Выбрать главу

Впервые слушал Бахтин редкий сюжет о пире у князя Владимира, по праву сторонушку от которого сидел Илья Муромец, а по леву — Дей Степанович. Затем последовал и вовсе неизвестный фольклористам вариант песни «Ай во славном было во городе». В ней Садко похваляется, говорит, что казна новгородская богаче казны князя московского.

Ай во славном было во городе, Во чудесном все было во ка… Ай ну во кабаке. Е-ай да что там пьет да Садко, пьяным напива… Ай напивается, Е-ай да, что да в своем-то глупом уме он выхваля… Ай выхваляется.
«Ай да что я продам-то, я да продам да Москву-то ее, вот(ы) снова да вы… Ай да выкуплю, Е-ай да что да пожаром спалю, ее снова вы… Ай снова выстрою.
Ай да что казна-то новгородская да Богаче-то казны князя моско… Ай да московского. Е-ай да что захочу-то я куплю себе да княги… Ай да княгинюшку, Е-ай да княгинюшку-то вот все я да замо… Ай да заморскую, Е-ай да и да на то я не спрошу только, скажем… согла… Ай да согласия Е-ай да князя-то, скажем, вот только да моско… Ай да московского».

Репертуар Каргальского оказался обширным, многое практически ушло из народного музыкального быта, в том числе песни о сыне Стеньки Разина, об адмирале Ушакове и Петре I. Увлекшись предложением Бахтина, Андрей Иванович поехал на родину, чтобы записать и ему неизвестное. Однако возвратился ни с чем.

— Собралась в хате родня, знакомые, — рассказывал после, — запел я старую казачью: «Разродимая моя сторонушка, да не увижу больше я тебя»… Никто не поддержал. Не знают. Запел «Молодость» — тоже не знают…

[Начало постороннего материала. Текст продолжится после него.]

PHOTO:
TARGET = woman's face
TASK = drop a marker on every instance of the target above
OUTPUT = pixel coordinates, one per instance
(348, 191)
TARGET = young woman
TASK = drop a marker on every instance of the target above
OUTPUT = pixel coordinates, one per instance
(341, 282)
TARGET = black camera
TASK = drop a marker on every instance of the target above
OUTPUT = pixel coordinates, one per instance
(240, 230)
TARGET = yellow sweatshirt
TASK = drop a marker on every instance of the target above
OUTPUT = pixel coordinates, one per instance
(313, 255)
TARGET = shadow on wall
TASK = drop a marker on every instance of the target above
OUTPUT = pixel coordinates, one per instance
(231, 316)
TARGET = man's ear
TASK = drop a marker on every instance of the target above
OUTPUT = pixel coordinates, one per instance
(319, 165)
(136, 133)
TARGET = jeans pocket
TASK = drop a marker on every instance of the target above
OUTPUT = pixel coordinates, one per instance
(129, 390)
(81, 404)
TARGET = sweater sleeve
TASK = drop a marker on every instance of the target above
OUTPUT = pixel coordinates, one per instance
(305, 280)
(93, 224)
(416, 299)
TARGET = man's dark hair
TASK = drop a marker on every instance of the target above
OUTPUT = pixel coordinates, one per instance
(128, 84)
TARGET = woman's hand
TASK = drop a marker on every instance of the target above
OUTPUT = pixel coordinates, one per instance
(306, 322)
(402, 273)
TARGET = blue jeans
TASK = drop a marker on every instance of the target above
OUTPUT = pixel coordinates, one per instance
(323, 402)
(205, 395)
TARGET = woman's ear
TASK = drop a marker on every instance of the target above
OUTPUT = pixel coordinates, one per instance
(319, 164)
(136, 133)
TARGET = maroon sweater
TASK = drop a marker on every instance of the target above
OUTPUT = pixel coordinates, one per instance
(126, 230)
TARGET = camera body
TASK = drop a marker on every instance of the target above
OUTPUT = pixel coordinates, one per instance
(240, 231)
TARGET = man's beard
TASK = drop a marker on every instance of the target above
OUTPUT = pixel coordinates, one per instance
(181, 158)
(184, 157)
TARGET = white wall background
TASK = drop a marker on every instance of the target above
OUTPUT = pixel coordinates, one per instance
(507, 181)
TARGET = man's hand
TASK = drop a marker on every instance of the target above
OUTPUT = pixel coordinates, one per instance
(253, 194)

Вот так и возвращается к нам, казалось, забытое давным-давно. Возвращается благодаря собирателю, который жадно прислушивается к народному слову в автобусе и электричке, за праздничным столом, в городской квартире и деревенской избе. У гардеробщицы Лениздата Бахтин записал вариант старинного романса, а тетрадочку редкостных олонецких причитаний подарил ему актер Григорий Диомидович Душин. Тому она досталась от наследников одной умершей женщины. Читаешь и мороз по коже — языческая вера, когда человек ощущал природу как равную себе, обращался к усопшему как к живому. В поезде от железнодорожника услышал сказку о сметливом солдате. А что было бы, замечает писатель, если бы в Вознесенье не познакомился с Павлой Максимовной Коняевой, не заглянул бы в дом, не услышал бы ее слабенького голоска:

Не кукуй, моя кукушечка, Ой, не кукуй моя да рябая, Во сыром-то во лесочке, Да во сухом-то борочке…

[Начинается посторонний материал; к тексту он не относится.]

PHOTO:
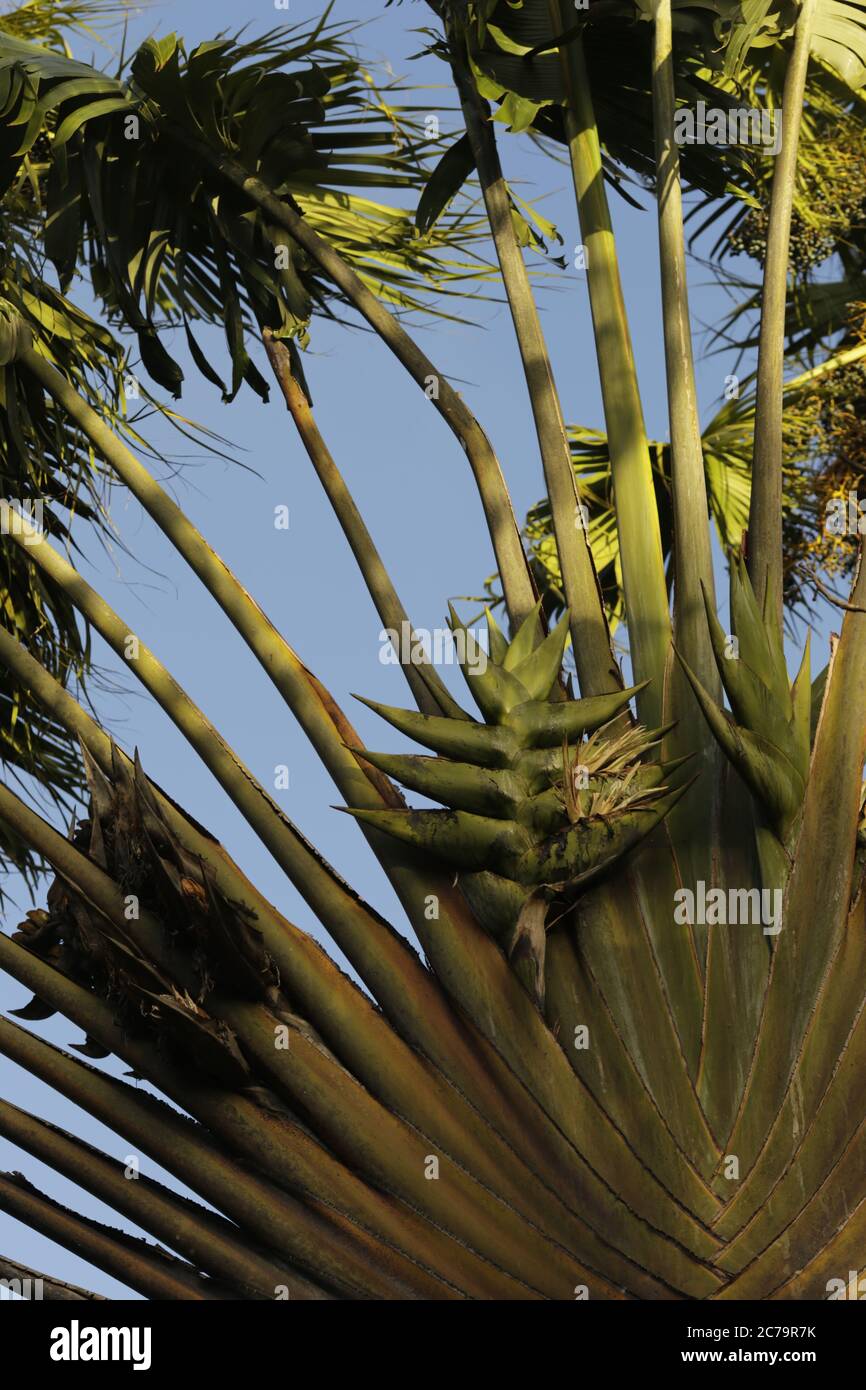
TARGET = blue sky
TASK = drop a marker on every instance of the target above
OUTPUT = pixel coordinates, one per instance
(413, 485)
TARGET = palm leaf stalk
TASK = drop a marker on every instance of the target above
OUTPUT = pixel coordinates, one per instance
(591, 641)
(430, 691)
(765, 510)
(642, 566)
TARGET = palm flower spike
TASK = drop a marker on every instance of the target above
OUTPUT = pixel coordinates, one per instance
(521, 823)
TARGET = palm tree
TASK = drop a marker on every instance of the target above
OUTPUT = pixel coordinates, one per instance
(631, 1064)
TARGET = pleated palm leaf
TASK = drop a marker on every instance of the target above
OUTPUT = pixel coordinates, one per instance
(631, 1065)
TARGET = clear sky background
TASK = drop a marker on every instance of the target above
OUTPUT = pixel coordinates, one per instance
(413, 485)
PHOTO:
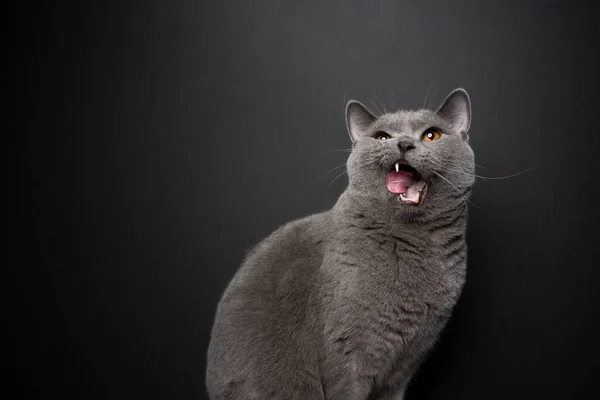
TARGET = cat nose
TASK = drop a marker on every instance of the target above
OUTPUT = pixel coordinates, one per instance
(406, 144)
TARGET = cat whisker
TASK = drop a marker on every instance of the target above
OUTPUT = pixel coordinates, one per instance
(346, 171)
(489, 177)
(331, 170)
(427, 94)
(457, 189)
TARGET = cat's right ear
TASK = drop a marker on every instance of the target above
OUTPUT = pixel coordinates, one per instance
(358, 120)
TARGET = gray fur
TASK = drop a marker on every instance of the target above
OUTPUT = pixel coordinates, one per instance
(345, 304)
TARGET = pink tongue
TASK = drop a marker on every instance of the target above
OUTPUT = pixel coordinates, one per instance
(398, 182)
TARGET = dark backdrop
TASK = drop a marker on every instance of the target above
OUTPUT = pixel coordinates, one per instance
(149, 144)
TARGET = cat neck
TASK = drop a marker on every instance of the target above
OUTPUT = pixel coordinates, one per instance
(358, 209)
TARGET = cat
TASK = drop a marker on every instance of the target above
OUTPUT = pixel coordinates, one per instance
(345, 304)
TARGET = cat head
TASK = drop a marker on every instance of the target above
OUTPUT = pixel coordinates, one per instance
(412, 160)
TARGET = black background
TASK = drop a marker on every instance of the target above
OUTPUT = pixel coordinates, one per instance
(148, 145)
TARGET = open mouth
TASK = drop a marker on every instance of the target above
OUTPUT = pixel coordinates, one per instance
(406, 181)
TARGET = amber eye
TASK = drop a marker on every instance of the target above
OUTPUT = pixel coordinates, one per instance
(382, 136)
(431, 135)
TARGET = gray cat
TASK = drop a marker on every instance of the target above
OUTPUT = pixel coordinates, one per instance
(344, 305)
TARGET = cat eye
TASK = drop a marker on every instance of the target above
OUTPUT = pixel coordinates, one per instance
(382, 136)
(430, 135)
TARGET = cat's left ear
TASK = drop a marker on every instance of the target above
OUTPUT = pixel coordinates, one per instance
(358, 120)
(456, 109)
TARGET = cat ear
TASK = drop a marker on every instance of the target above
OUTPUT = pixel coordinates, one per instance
(456, 109)
(358, 120)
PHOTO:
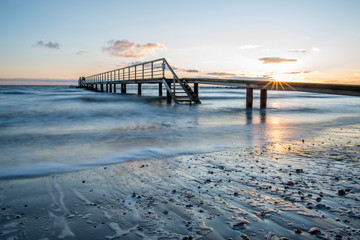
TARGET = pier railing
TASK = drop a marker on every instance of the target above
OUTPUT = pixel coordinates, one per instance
(142, 71)
(155, 71)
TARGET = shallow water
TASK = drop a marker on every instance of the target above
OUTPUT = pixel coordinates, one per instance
(50, 129)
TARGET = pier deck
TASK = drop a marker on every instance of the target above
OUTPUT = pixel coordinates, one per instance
(179, 90)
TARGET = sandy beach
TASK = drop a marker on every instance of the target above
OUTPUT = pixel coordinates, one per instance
(301, 189)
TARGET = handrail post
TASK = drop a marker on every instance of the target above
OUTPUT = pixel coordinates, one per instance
(143, 71)
(152, 70)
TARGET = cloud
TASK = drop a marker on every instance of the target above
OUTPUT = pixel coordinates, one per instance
(81, 52)
(52, 45)
(36, 81)
(220, 74)
(126, 49)
(300, 72)
(298, 50)
(249, 46)
(276, 60)
(191, 70)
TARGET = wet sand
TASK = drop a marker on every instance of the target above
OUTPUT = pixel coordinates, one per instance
(301, 189)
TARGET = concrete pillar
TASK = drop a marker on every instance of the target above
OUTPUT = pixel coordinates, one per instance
(263, 98)
(160, 89)
(139, 88)
(196, 89)
(249, 97)
(123, 88)
(168, 96)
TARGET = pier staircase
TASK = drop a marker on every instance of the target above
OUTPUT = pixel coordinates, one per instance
(179, 89)
(156, 71)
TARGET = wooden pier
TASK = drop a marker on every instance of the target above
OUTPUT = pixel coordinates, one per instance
(179, 90)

Кто они, хранители народной культуры? Уже известная нам Мария Николаевна Тихонова — колхозница, в войну побывала в фашистском концлагере, Владимир Андреевич Горбунов — железнодорожник, глава семьи, где семь детей; Мария Ивановна Котова — фуражир на ферме, Петр Константинович Тимофеев — машинист городской водонасосной станции в Лодейном Поле. А за Трохой Любытинским, настоящим скоморохом, ремесло которого идет от древних гусельщиков, Бахтин «гонялся» на Псковщине три года. На праздниках да семейных торжествах Троха народ веселил.

Услышать все — тут не надо многого: достаточно проявить любознательность, оглянуться вокруг да прислушаться…

Дело около Волги-реки было.

Идет один раз Стенька Разин в город. Попадается ему навстречу старушонка с маленькой девочкой. Старушонка корову ведет продавать, а девочка сзади идет, подгоняет.

— Здорово, старуха! — говорит он ей.

— Здравствуй, добрый человек, — отвечает она.

— Куда, старуха, путь держишь?

— Да вот в город корову веду продавать.

— А что, она лишняя у тебя, что ли?

— Да нет, не лишняя, милый человек. А что же делать мне, коли хлеба нет? Лучше хлеб есть с малыми детушками, чем молоко пить. Осташняя корова — не помога в семье. А ребят-то у меня четверо. Вот самая старшая со мной идет.

Поглядел Стенька Разин на корову, подумал немного да и спрашивает опять:

— Сколько ты хочешь за свою коровушку?

— Рублей тридцать, — говорит старушонка.

— Продай мне!

— Что же, купи. Мне все равно, кому продавать: хоть тебе, хоть другому. Покупай.